Baugewerbe Tarifgespräche für 750.000 Beschäftigte gestartet

Arbeitgeber und Gewerkschaft uneins über konjunkturelle Aussichten.

Wiesbaden – Für etwa 750.000 Beschäftigte des Bauhauptgewerbes haben am Mittwoch in Wiesbaden die Tarifverhandlungen begonnen. Die Industriegewerkschaft Bauen-Agrar-Umwelt (IG BAU) bekräftigte zum Auftakt ihre Forderung nach 6,6 Prozent mehr Lohn. Der Verhandlungsführer und stellvertretende IG-BAU-Bundesvorsitzende Dietmar Schäfers begründete dies mit hohen Lebenshaltungskosten und einer guten Prognose für die Baubranche im laufenden Jahr.

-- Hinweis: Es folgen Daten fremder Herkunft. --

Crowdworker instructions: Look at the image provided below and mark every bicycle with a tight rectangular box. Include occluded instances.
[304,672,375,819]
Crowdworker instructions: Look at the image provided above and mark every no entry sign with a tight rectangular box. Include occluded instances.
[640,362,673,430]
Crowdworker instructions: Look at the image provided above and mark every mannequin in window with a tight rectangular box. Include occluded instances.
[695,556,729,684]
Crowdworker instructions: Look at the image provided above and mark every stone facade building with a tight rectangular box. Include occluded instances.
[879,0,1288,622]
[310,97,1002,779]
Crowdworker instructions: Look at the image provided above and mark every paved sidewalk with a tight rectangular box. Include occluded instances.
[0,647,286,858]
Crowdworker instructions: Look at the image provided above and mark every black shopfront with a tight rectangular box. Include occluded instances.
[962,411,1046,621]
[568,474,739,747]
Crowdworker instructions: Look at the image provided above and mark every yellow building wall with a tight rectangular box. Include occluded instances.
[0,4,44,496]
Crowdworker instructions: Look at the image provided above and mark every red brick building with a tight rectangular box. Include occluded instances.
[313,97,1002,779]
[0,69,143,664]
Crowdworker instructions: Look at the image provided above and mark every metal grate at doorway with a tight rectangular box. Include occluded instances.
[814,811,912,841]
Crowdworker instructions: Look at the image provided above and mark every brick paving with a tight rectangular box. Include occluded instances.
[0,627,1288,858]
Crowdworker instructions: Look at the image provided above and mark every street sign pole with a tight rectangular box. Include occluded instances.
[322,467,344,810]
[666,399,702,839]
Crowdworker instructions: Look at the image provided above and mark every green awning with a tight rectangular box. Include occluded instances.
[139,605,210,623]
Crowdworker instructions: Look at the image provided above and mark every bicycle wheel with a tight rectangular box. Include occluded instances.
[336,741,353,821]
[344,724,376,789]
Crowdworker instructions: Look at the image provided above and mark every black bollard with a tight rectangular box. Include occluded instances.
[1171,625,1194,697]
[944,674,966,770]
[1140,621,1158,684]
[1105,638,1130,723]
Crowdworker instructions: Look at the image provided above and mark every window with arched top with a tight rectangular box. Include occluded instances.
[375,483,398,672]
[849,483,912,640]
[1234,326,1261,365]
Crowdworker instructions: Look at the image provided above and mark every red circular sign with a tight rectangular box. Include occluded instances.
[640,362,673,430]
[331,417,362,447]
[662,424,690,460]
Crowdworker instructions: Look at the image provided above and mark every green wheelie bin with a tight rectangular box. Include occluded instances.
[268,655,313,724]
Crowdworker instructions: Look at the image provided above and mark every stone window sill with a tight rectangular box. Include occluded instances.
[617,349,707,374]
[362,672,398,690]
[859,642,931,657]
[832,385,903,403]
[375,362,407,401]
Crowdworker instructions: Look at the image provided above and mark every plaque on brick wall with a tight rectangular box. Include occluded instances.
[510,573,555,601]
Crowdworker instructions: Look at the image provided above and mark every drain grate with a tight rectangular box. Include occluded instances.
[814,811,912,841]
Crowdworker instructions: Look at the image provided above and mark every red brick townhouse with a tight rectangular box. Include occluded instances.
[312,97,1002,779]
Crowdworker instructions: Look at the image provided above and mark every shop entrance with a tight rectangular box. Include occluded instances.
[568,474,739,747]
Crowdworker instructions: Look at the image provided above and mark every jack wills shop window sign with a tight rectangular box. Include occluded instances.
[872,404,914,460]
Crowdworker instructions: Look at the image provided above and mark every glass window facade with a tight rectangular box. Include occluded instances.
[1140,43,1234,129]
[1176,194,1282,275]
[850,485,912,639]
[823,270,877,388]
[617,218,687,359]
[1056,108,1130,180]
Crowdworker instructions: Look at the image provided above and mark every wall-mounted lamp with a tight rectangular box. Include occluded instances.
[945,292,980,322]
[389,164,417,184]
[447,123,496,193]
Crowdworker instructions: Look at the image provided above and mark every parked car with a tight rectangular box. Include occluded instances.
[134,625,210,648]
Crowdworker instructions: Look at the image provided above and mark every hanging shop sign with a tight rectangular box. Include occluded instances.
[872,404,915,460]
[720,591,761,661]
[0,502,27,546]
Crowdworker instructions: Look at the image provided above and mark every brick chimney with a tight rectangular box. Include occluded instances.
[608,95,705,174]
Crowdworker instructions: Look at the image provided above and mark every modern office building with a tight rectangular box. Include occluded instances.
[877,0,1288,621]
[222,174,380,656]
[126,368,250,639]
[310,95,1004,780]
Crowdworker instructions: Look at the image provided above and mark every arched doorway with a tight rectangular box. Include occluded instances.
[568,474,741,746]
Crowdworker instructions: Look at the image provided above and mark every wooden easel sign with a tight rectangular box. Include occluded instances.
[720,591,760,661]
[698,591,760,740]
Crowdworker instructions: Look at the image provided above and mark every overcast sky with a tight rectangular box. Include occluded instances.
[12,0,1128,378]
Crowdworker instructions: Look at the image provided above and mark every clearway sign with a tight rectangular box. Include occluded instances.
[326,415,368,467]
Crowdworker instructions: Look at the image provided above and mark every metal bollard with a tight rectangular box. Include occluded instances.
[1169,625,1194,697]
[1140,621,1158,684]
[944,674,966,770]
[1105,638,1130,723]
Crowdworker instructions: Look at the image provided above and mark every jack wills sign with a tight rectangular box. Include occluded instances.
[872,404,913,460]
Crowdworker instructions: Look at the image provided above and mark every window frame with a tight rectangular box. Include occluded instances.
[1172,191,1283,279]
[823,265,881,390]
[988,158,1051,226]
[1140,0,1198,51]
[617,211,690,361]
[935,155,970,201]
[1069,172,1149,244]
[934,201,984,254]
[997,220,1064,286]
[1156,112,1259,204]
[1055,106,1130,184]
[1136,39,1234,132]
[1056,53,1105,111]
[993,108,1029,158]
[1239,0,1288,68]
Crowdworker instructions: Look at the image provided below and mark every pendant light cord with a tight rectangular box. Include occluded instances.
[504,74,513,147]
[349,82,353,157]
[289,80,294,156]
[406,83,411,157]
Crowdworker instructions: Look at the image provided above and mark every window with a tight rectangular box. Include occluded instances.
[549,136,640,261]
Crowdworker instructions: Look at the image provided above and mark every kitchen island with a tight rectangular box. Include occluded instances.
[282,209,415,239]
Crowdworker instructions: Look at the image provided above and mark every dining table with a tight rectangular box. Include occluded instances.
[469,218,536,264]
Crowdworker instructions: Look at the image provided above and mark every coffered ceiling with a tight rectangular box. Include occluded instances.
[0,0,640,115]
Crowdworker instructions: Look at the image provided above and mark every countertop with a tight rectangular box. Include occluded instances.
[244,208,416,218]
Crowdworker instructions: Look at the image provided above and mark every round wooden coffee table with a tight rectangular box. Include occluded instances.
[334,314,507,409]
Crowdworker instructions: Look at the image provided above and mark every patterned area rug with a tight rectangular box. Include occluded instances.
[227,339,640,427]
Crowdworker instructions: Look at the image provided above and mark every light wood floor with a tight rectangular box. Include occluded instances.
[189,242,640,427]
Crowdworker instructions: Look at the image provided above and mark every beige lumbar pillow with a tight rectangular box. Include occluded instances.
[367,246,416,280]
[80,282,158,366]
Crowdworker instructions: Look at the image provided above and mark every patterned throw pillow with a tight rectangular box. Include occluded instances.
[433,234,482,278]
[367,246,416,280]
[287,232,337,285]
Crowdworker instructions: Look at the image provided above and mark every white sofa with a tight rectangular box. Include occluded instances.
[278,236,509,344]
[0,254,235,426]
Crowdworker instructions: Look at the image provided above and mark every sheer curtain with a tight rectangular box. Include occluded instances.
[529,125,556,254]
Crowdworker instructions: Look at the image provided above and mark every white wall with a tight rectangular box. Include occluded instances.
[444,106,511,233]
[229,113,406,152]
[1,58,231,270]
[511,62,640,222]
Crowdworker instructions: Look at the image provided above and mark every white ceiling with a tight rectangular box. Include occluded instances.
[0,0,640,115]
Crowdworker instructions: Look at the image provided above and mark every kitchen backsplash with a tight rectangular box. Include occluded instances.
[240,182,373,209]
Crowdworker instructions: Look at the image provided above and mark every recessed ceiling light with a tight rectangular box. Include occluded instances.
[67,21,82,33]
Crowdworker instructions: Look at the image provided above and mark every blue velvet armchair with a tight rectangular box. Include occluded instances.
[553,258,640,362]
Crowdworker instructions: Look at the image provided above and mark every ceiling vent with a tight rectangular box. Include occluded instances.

„Das Baugewerbe brummt“, sagte Schäfers. Nicht nur für Wohnungen, auch für Wirtschaftsbauten erwarte er gute Aussichten für 2013. Die Arbeitgeber wiesen die Forderung als überzogen zurück.

Der Vizepräsident des Zentralverbands des Deutschen Baugewerbes (ZDB), Frank Dupré, sagte, die Gewerkschaft zeige einen „märchenhaften Verteilungsspielraum“ auf. Die Ertragslage der Betriebe habe sich nicht verbessert. Leichten Umsatzsteigerungen der Unternehmen stünden gestiegene Materialkosten, beispielsweise bei Beton oder Stahl, gegenüber.

„Man muss das Geld erst verdienen, bevor man es verteilen kann“, sagte Verhandlungsführer Dupré, der auch den Hauptverband der Deutschen Bauindustrie vertritt. Zudem blickten die Arbeitgeber weitaus pessimistischer auf die Aussichten für 2013.

Übernahme von Auszubildenden garantieren

Die IG BAU strebt in den Tarifverhandlungen auch weitere Schritte zur Angleichung der Löhne in Ost- und Westdeutschland an. „23 Jahre nach der Wende muss Deutschland endlich auch tarifpolitisch als Einheit betrachtet werden“, sagte Schäfers. Ferner tritt die Gewerkschaft für eine Erhöhung des Mindestlohns ein.

Angesichts des demografischen Wandels müsse sich die Branche zudem stärker bemühen, attraktiv für junge Arbeitnehmer zu sein, sagte Schäfers. Dafür müsse den Auszubildenden garantiert werden, dass sie nach ihrer Lehre und bestandener Gesellenprüfung durch die Betriebe übernommen werden.

Problematisch ist laut Schäfers auch die Situation älterer Arbeitnehmer, die aufgrund der hohen körperlichen Belastung im Job häufig schon vor dem Rentenalter aus dem Beruf ausschieden. „Wir wollen neue Konzepte für einen Übergang in die Rente“, sagte der Gewerkschafter. Hier strebe die IG BAU einen Konsens mit den Arbeitgebern an. Am Ende solle eine gemeinsame Erklärung an die Politik gerichtet werden.